Police soon arrested another suspect, who was eventually charged with the crime and later convicted. The Siffin angle was forgotten — and never even provided to defense attorneys for the convicted man, John Mazzan. It would languish undiscovered for 20 years.

In the early '80s, Siffin re-emerged in Bloomington, where he'd married his girlfriend, Ellen, and had his first child, daughter Mae. They bought a farm stocked with corn. But he might not have shed his less savory connections.

In 1982, a federal grand jury in Illinois indicted Siffin, along with 11 others, on drug and money-laundering charges. The indictment said Siffin and the others had been using Danville, Illinois, as a distribution point in a five-state, multimillion-dollar marijuana-smuggling ring since 1976. The dealers allegedly traveled to Florida to pick up the drugs and then sold them throughout the Midwest. It was "probably the largest drug ring operating" in the region, a DEA official told Danville's Commercial-News.

The charges against Siffin were soon dropped, however.

Three years later, he was indicted again in Indiana after accusations of illegally owning firearms, his lawyer told the Herald. Again, prosecutors declined to press charges. His lawyer says authorities realized a key witness had in the past tried to extort money from Siffin.

Siffin soon gave up farming, and his marriage fell apart. After briefly flirting with derivatives trading and living a few years in Italy, he moved back to Bloomington and used his capital to found another company. Maefield Development, named for his daughter, was born in 1993. The firm started with small strip malls in the college town and then moved on to riskier ventures in Indianapolis.

"He was an eccentric character even back then," says Alec Petros, Siffin's first investor and a friend. "But you could tell he had a vision."

By 1997, Siffin had made a splash in local papers by optioning a hotly contested 41 acres in a developing suburb, rezoning it for commercial use — against a loud outcry from residents who wanted to preserve the quiet landscape — and flipping the land for $20 million.

At last, he had found his niche.

Barbara Bisno is wedged into a packed conference room inside the Arsht Center's opera house.

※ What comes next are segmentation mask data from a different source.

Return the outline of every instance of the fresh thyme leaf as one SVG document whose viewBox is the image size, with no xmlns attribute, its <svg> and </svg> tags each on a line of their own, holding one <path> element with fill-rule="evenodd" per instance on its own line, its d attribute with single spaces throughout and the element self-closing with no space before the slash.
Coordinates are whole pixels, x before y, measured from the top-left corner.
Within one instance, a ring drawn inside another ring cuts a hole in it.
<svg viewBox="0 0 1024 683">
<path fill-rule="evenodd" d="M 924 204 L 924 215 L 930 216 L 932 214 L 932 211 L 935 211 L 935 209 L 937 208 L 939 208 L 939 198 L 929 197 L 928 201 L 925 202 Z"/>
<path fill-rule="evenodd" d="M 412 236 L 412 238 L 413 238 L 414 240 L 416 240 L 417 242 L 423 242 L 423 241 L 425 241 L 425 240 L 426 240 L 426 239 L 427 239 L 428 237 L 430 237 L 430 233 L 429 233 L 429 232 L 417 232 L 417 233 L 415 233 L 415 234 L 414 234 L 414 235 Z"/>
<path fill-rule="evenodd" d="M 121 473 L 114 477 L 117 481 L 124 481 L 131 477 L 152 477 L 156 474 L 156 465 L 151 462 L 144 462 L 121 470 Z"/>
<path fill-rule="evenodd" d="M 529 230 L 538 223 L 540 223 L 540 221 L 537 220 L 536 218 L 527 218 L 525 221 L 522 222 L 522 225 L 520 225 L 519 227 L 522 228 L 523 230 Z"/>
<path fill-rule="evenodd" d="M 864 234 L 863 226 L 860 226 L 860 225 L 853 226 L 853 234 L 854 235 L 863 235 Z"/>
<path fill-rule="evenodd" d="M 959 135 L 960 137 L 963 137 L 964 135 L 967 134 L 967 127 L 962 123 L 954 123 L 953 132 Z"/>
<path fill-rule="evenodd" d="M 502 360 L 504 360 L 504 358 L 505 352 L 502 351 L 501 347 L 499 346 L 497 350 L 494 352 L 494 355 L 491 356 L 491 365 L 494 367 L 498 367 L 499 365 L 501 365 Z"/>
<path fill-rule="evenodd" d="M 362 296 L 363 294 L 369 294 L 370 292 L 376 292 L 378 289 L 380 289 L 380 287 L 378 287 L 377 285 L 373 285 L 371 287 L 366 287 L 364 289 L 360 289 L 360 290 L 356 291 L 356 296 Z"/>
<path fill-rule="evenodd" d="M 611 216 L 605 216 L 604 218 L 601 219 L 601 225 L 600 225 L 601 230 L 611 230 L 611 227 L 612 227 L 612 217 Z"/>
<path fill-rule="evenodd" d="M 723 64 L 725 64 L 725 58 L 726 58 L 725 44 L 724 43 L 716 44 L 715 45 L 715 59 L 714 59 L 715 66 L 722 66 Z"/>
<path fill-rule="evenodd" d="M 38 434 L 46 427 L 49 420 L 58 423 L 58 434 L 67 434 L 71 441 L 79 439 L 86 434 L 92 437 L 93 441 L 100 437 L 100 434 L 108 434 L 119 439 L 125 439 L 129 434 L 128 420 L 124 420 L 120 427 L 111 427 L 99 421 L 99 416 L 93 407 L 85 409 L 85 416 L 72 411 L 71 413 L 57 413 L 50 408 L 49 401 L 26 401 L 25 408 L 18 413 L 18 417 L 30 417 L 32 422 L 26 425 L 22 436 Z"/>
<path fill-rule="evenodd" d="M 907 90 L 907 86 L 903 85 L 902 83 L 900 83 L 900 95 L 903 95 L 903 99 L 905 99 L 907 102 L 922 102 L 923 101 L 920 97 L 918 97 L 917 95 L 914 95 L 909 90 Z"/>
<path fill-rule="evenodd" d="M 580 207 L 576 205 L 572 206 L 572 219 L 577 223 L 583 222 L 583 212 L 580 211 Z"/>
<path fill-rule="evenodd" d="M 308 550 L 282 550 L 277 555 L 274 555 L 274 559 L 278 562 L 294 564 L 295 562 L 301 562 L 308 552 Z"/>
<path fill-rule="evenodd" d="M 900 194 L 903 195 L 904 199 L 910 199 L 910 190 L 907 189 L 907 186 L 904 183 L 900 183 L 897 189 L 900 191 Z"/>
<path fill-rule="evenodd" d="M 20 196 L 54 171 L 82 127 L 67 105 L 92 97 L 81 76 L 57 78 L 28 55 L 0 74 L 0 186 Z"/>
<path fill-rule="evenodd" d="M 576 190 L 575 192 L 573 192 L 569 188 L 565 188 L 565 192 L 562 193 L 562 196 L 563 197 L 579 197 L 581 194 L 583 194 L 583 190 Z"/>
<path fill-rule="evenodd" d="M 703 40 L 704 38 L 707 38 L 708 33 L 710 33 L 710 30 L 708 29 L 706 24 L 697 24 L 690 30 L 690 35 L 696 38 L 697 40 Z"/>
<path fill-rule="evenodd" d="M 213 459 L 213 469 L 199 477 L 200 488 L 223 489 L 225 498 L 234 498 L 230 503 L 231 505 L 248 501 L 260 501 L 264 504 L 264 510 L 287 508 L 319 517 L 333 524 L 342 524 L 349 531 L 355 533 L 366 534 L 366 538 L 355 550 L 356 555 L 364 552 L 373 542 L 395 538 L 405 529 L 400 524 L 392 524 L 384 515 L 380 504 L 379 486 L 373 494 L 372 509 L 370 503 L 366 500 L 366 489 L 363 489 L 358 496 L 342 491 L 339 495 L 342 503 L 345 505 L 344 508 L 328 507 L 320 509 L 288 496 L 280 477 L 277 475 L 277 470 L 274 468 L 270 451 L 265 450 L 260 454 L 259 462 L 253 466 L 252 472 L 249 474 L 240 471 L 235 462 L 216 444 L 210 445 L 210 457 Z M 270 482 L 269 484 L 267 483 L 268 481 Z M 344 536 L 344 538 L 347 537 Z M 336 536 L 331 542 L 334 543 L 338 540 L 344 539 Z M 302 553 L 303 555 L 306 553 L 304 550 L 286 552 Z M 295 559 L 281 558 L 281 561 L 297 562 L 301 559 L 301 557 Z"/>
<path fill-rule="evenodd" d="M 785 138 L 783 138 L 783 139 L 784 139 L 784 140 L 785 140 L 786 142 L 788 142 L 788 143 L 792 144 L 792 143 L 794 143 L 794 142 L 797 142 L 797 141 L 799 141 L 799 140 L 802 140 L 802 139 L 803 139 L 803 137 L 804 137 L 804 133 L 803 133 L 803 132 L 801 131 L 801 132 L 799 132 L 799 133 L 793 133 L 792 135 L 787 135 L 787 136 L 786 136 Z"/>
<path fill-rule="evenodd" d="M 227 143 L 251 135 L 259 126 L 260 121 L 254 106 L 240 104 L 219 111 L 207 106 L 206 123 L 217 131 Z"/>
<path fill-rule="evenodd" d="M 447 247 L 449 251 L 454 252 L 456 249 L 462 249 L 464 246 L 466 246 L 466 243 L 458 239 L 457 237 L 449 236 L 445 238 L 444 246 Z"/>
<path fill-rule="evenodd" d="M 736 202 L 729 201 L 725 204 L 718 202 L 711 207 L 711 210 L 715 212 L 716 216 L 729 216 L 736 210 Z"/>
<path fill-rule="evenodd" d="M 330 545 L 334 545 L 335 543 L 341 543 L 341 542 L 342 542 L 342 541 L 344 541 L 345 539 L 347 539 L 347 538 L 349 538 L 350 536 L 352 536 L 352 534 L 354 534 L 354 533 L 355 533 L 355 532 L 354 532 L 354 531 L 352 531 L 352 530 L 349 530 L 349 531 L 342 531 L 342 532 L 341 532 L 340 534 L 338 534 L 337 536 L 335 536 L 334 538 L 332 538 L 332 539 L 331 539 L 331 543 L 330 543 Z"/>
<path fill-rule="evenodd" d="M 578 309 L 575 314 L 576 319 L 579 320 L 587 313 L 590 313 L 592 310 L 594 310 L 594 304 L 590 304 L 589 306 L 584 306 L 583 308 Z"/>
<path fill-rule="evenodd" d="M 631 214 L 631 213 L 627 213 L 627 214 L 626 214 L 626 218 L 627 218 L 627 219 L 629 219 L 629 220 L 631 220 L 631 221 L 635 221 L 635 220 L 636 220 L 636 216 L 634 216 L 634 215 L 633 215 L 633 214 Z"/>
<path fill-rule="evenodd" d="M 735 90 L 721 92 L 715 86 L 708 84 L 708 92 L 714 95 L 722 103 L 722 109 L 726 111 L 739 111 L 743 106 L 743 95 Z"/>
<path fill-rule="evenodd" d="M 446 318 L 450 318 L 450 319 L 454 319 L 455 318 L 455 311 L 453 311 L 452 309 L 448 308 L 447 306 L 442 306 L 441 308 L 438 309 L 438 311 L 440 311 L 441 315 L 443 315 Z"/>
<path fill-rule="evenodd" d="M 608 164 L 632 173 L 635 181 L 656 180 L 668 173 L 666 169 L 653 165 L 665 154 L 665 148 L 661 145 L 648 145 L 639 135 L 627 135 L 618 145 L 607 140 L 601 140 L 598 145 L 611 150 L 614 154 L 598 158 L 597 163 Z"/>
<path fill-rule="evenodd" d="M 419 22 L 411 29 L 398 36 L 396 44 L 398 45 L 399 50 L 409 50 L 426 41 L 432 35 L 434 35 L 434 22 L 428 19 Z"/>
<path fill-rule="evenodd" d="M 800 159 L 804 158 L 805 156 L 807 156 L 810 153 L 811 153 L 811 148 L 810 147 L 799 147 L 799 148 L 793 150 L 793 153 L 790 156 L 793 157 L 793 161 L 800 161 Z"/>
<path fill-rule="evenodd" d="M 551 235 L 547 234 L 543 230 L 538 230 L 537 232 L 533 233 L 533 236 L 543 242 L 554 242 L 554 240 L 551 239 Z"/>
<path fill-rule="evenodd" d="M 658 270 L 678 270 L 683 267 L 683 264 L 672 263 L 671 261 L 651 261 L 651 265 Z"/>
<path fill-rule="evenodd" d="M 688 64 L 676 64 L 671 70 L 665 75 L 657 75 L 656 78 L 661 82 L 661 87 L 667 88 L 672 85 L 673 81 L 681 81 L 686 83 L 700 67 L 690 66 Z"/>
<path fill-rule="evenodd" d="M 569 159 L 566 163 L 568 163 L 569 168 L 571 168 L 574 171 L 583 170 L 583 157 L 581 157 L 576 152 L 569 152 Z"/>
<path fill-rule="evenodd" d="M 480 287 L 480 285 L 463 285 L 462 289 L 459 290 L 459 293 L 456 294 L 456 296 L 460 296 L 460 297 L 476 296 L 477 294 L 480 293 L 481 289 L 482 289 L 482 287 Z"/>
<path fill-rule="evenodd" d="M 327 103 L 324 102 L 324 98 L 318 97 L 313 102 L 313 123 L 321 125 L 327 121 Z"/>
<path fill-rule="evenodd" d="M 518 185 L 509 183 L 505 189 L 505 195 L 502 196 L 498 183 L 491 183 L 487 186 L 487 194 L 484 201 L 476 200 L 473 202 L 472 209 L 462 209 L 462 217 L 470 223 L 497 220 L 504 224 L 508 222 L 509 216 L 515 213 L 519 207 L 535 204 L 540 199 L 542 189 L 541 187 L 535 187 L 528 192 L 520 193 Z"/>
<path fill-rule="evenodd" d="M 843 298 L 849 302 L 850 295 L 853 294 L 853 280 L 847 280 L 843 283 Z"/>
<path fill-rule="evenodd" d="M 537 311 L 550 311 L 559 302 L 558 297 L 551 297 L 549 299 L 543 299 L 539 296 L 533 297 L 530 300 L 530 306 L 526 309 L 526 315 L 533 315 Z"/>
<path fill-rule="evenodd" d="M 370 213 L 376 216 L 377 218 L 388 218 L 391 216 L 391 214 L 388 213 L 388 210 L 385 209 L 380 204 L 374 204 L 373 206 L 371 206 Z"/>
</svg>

It's this past May 6, and the gray-haired ex-federal prosecutor and former Venetian Causeway Neighborhood Association president is craning her neck to get a view of Mark Siffin. He's standing before hundreds of residents, waving his arms dramatically at a video screen like a maestro conducting a symphony. A slick artist's rendering shows digital billboards stretching 40 stories over downtown.

Bisno's jaw drops. "I had no idea this was coming," she says.

Most of the others packed into the meeting had no clue either. That is, except for the large cheering section Siffin has brought. This is his soft launch of an idea he has been cultivating for more than 15 years. And, as with his other projects, it begins and ends with money: Cold cash that bought the best lobbyists in South Florida might have also helped sway city commission Chairman Marc Sarnoff and purchased the support of condo boards and residents along Biscayne Bay.

"That shopping center is aesthetically a monster," Bisno says. "I don't know how anyone could argue otherwise."